Big gaps, no answers, in Airbus company disaster findings

The information offered by senior investigator Alan Bouillard on July 2, one month after Air France Rio-Paris flight 447 plunged into the Atlantic killing all 228 people aboard indicates either that the inquiry is stumped or that information is being withheld.
What he reported was that the doomed airliner did not break up in the air but dropped like a stone without any established cause and shattered from the force of its impact with the water. Before hitting the sea, it sent out 24 automatic signals of technical glitches, including a warning of falling air pressure in the cabin. None of them, said Bouillard, should have immobilized the aircraft, but they did indicate that the flight crew who should have switched the plane to manual control had failed to do so.

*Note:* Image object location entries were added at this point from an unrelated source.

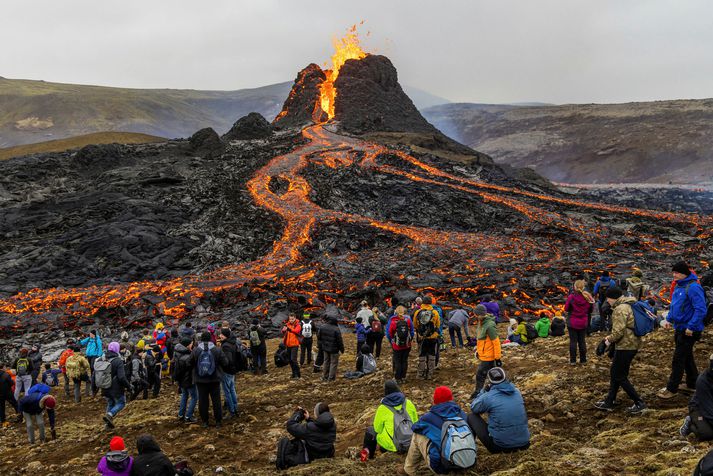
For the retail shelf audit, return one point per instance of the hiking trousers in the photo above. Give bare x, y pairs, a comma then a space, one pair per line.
683, 361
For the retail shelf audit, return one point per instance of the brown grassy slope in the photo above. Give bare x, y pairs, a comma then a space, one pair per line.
568, 435
60, 145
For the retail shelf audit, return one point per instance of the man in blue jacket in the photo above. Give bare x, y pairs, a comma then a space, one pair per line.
686, 314
506, 429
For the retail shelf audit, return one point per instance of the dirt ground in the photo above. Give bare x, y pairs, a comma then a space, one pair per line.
568, 435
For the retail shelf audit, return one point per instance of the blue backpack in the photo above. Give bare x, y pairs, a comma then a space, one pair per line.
206, 362
644, 318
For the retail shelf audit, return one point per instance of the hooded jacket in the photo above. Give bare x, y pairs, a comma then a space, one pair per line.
507, 417
384, 418
318, 434
688, 305
151, 461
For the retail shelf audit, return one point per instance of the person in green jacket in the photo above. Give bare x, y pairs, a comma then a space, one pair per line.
542, 326
382, 433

This final admission deepened the mystery, because the French investigators could not explain what happened to the pilots and why they failed to take control of the ailing flight.
Bouillard went on to disclose that all 55 of the bodies recovered from the ocean were not wearing inflatable life vests and none of the vests were found floating in the water. Therefore, neither crew nor passengers had any inkling of the disaster before it was upon them and, in fact, no distress signal was beamed by the crew.

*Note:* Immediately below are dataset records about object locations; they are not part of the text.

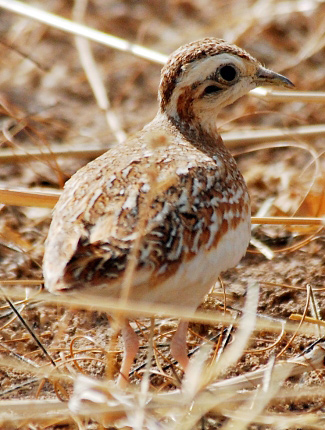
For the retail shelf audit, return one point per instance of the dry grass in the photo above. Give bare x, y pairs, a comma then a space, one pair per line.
63, 101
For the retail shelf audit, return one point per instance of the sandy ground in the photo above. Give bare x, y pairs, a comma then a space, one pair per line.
46, 100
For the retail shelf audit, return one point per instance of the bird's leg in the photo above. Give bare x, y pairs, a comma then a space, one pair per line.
178, 347
131, 347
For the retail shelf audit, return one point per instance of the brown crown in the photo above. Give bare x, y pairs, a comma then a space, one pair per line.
188, 53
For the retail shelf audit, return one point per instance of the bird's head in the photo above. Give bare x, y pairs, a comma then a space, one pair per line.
204, 76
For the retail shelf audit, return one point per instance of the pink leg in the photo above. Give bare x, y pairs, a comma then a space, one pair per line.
178, 347
131, 347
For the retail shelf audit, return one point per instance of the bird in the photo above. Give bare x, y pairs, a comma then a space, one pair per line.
172, 194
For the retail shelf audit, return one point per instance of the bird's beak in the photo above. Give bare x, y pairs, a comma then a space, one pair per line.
268, 77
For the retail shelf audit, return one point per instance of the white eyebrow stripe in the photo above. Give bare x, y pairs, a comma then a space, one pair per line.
200, 70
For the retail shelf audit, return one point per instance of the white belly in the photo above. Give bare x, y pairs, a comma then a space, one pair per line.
193, 279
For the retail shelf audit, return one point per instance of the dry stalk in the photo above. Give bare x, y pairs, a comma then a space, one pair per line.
94, 77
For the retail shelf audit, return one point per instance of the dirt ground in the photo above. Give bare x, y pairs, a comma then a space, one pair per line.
46, 101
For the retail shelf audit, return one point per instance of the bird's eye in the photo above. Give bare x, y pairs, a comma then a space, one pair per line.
228, 73
211, 89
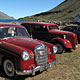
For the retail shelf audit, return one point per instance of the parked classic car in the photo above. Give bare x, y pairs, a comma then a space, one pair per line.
74, 29
22, 55
65, 41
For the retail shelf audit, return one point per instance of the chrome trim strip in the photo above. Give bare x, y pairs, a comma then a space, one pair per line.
35, 69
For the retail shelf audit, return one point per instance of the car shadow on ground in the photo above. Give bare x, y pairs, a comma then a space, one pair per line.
3, 77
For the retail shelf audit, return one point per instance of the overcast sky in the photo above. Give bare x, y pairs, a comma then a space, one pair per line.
22, 8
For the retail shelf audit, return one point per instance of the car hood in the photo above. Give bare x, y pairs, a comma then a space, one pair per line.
56, 31
23, 42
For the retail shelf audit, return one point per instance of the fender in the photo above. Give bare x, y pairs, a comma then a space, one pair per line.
66, 43
49, 45
12, 52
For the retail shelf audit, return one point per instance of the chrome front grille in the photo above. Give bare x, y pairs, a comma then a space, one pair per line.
41, 57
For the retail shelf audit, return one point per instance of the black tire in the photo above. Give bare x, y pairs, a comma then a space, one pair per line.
9, 68
60, 48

American aviation experts were quick to pounce on the gaps in the French report:
First: How could they be sure without examining the bodies that the Airbus broke up only when it slapped down on the water? All the remains are held by the Brazilian authorities who refuse to give France their autopsy findings.
Second: Why has the French government, the investigators and the bereaved families failed to demand the findings and the handover of the bodies? Brazil has so far issued no statements to the public.
Third: The investigators were too quick to assume the plane broke up on impact with the water because not enough fragments were recovered to establish this conclusion definitively. Clint Oster, an aviation expert at Indiana University, offered the opinion that the 600 fragments recovered show that most of the fuselage hit the water but not necessarily every part of it – in which case it could have broken apart earlier and been the cause of the crash.
Fourth: American aviation sources denounced as irresponsible the assertion by Philip Swan, a member of the French team of investigators, that there was no need to ground all the Airbus 330 models in service until the inquiry is complete. Swan maintained that their systems’ reliability had been established in tens of millions of flying hours.(There are more than 5,000 Airbus craft of different models in service with the world’s airlines.)
Another American expert retorted: “They have not looked into the myriad instances of computerized control system glitches that have occurred in those ‘tens of millions of hours’ and how they might well be related to a series of cascading events that may have doomed Flight 447.”
Thursday, July 2, after a second Airbus disaster – A Yemenia Airbus 310 plunged into the Indian Ocean just off the Comoros islands, killing all 153 people aboard except for a lone survivor – the Comoran vice president Idi Nadhoim bitterly accused Paris of failing to warn his government about technical faults.
In an interview to France 24 television, Nadhoim said: “It would have been easier for us if France had communicated with us their list of Airbus planes that are not good to fly, which is not the case.”
He was referring to French transport minister Dominique Bussereau’s comment Tuesday, June 3, that ever since 2007, the French have known about faults in the Airbus systems.
“What is this discrimination between French passengers that have to be protected in France,” the Comoran vice president asked, “and those French people who are left to fly in these kinds of planes?”
He was talking about the Comorans who died in the crash on their way from Paris to the capital of Moroni. They all carried French passports.
Airbus employs 57,000 staff in four European countries and has just opened a plant in China.